Quem desce a estrada de terra entre Garopaba e Imbituba encontra, em menos de uma hora de caminhada costeira, pelo menos três enseadas cuja água permanece visivelmente mais calma que o mar aberto. Não é coincidência: a orientação da costa, somada a ilhas e cabos rochosos, desvia boa parte da energia das ondas vindas do sul.
“A gente aprende a ler o relevo antes de ler o boletim”, diz João Teixeira, pescador que trabalha numa dessas baías há mais de vinte anos. Ele aponta para um costão que fecha o horizonte a nordeste. “Quando o vento gira, a onda entra por outro lado. Aí a gente muda o ponto de saída.”

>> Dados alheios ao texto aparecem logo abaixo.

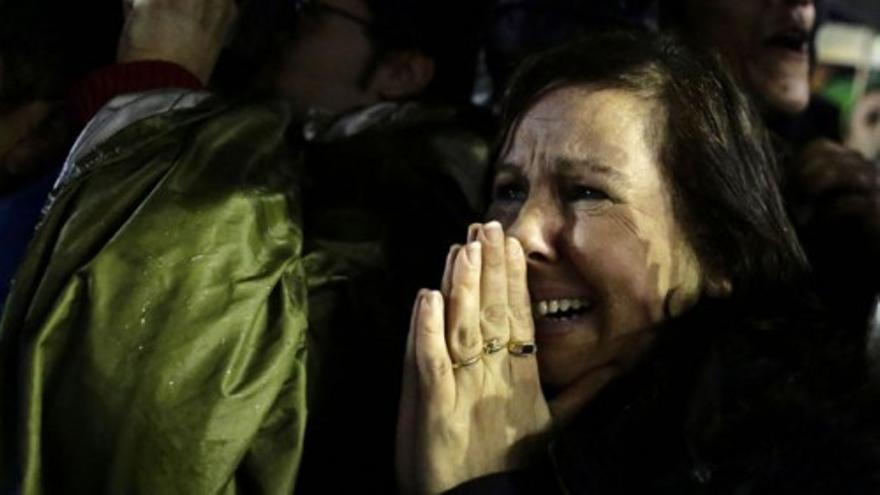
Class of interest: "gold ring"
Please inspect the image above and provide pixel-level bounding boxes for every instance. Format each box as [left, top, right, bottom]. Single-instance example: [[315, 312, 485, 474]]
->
[[483, 339, 505, 354], [507, 340, 538, 357], [452, 354, 483, 370]]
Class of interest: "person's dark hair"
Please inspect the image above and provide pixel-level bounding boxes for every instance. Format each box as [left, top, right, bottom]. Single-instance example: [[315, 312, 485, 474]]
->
[[365, 0, 490, 103], [215, 0, 489, 103], [497, 32, 809, 304]]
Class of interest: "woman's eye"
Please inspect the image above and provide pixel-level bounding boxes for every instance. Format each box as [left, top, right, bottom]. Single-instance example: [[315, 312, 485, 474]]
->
[[492, 184, 528, 202], [568, 185, 609, 201]]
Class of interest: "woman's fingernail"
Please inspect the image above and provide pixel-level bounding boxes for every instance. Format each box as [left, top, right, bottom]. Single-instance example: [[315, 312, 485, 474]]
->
[[468, 223, 481, 242], [483, 222, 504, 244], [505, 237, 524, 260], [465, 241, 480, 266]]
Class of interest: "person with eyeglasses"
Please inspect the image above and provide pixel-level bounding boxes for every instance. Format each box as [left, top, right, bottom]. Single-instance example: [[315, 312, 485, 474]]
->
[[0, 0, 488, 494]]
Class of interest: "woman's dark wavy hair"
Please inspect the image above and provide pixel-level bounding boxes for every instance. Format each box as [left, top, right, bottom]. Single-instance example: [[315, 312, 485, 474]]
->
[[496, 31, 809, 307]]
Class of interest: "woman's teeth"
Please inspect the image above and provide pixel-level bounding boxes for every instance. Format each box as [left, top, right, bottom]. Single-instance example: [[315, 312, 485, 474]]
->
[[532, 299, 589, 318]]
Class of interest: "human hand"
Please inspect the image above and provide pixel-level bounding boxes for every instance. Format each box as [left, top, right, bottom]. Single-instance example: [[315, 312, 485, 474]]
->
[[397, 222, 550, 493], [116, 0, 238, 84]]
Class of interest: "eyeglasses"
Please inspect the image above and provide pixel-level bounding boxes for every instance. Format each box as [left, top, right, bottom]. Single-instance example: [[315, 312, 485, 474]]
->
[[294, 0, 373, 29]]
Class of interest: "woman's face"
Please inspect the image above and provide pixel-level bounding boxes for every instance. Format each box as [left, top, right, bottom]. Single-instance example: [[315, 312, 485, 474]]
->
[[489, 87, 702, 388]]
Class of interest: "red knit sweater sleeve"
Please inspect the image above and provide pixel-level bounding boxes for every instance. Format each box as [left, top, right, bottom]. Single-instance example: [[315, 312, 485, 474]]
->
[[68, 61, 205, 126]]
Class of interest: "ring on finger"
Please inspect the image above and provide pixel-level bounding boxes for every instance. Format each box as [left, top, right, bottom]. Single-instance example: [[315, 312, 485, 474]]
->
[[483, 339, 506, 354], [452, 354, 483, 370], [507, 340, 538, 357]]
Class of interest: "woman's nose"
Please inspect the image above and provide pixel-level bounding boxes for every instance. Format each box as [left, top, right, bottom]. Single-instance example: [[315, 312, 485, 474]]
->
[[507, 202, 561, 263]]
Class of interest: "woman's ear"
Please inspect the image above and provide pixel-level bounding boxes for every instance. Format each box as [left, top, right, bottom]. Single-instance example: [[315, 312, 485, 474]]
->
[[705, 276, 733, 299], [371, 50, 434, 101]]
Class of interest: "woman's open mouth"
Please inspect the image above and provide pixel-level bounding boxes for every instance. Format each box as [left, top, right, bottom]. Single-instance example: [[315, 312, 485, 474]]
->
[[532, 298, 592, 321]]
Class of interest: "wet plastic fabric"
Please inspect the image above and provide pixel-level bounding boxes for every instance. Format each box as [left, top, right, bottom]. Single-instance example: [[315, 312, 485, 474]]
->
[[0, 104, 307, 495]]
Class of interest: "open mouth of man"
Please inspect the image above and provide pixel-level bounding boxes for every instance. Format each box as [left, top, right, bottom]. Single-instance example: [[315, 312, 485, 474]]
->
[[764, 27, 810, 56]]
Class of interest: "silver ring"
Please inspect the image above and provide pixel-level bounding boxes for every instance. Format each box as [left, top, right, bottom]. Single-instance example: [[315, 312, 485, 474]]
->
[[507, 340, 538, 357], [452, 354, 483, 370]]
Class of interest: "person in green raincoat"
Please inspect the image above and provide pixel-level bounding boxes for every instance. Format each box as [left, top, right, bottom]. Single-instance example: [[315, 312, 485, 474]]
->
[[0, 0, 487, 494]]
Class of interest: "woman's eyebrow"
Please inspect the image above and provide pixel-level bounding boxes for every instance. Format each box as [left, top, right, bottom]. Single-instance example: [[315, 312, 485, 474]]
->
[[553, 157, 627, 183]]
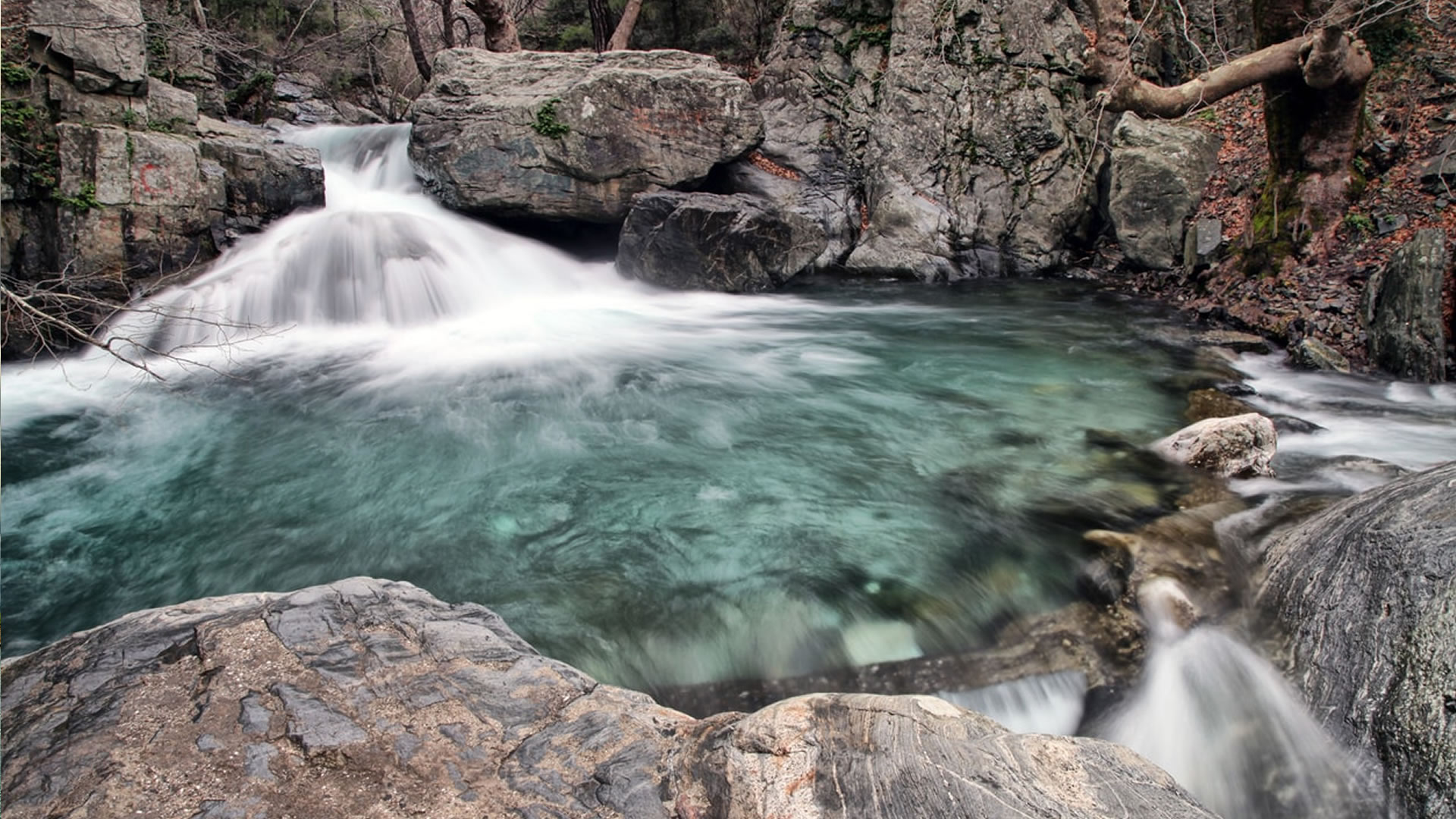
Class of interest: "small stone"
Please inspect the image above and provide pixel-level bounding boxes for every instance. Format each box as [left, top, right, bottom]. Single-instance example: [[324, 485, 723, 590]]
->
[[1194, 329, 1269, 353], [1374, 213, 1410, 236], [1288, 337, 1350, 373]]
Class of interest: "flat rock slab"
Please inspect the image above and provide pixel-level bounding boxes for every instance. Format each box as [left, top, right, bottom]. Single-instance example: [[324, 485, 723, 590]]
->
[[410, 48, 763, 221], [0, 579, 1211, 819], [1258, 462, 1456, 819]]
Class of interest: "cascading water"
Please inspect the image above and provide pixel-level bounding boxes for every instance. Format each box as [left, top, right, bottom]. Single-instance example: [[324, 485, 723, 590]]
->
[[1100, 580, 1379, 819], [0, 127, 1456, 819]]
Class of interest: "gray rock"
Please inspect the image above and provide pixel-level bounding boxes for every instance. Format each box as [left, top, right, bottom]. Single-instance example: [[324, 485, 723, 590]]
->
[[410, 48, 763, 221], [0, 579, 1211, 819], [54, 122, 226, 278], [1152, 413, 1279, 478], [146, 77, 198, 134], [201, 128, 323, 231], [1288, 335, 1350, 373], [1182, 218, 1223, 272], [617, 191, 824, 293], [29, 0, 147, 96], [1192, 329, 1271, 353], [726, 0, 1097, 280], [1257, 463, 1456, 819], [1421, 133, 1456, 194], [1360, 228, 1450, 381], [1106, 112, 1223, 270]]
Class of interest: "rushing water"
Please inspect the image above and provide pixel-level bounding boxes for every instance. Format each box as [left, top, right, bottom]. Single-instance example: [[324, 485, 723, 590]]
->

O que torna uma enseada “protegida”
Em termos simples, uma enseada protegida é um recorte da costa parcialmente abrigado por formações geológicas — costões, morros, ilhas ou bancos de areia — que reduzem a altura e a força das ondas. No litoral catarinense, granitos e gnaisses da Serra do Mar chegam quase até a linha d’água, criando ângulos que funcionam como barreiras naturais.
A bióloga marinha Carla Nunes, que estuda zonas intertidasas na região, explica que a calmaria relativa permite comunidades de algas e invertebrados diferentes das praias expostas. “Não é que não haja movimento de água — há correntes, há maré — mas o regime de ondas é outro. Isso molda quem vive ali embaixo e quem pesca em cima.”
Uso tradicional e pressão recente
Historicamente, essas enseadas concentraram pesca artesanal, pequenos atracadouros e casas de veraneio discretas. Nas últimas duas décadas, porém, o acesso melhorou: estradas pavimentadas, aplicativos de mapa e fotos em redes sociais trouxeram visitantes que antes não apareciam nas estatísticas de turismo.
Moradores relatam fins de semana com fila de carros estacionados na única rua de terra e barulho até tarde em trechos que, durante a semana, ouvem só gaivotas e maré batendo. Alguns municípios discutem limitação de veículos em dias de pico, mas a implementação varia — e nem sempre há consenso entre comerciantes locais e quem defende mais tranquilidade.
Proteção no papel e na prática
Parte dessas áreas está em unidades de conservação ou em zoneamentos que restringem obras na faixa de restinga. A palavra “protegida”, porém, não significa intocável. Dragagens pontuais, construções irregulares e descarte de resíduos ainda aparecem em fiscalizações esporádicas.
“Proteção costeira é monitoramento contínuo”, resume Nunes. “Sem gente olhando, a enseada continua bonita no cartão-postal, mas vai mudando por baixo da água.”
O que observar numa visita responsável
Para quem caminha a costa por curiosidade geográfica — sem pretensão de “descobrir” lugar nenhum — vale observar:
- A orientação dos costões em relação ao vento dominante;
- Diferença de cor e transparência da água entre a enseada e o trecho aberto ao lado;
- Presença de rampas de pesca, marcas de maré alta nas rochas e trilhas consolidadas por uso, não por sinalização turística.
João Teixeira pede apenas que visitantes não estacionem na frente da rampa nos dias de saída dos barcos. “Não é regra complicada”, diz. “É o cais da gente.”
Na próxima maré baixa deste mês, pesquisadores da universidade local pretendem repetir um levantamento de perfil de praia em duas enseadas vizinhas. Os dados vão alimentar um estudo comparativo sobre sedimentos — assunto árido para manchete, mas central para entender se esses recortes de costa continuam estáveis nas próximas décadas.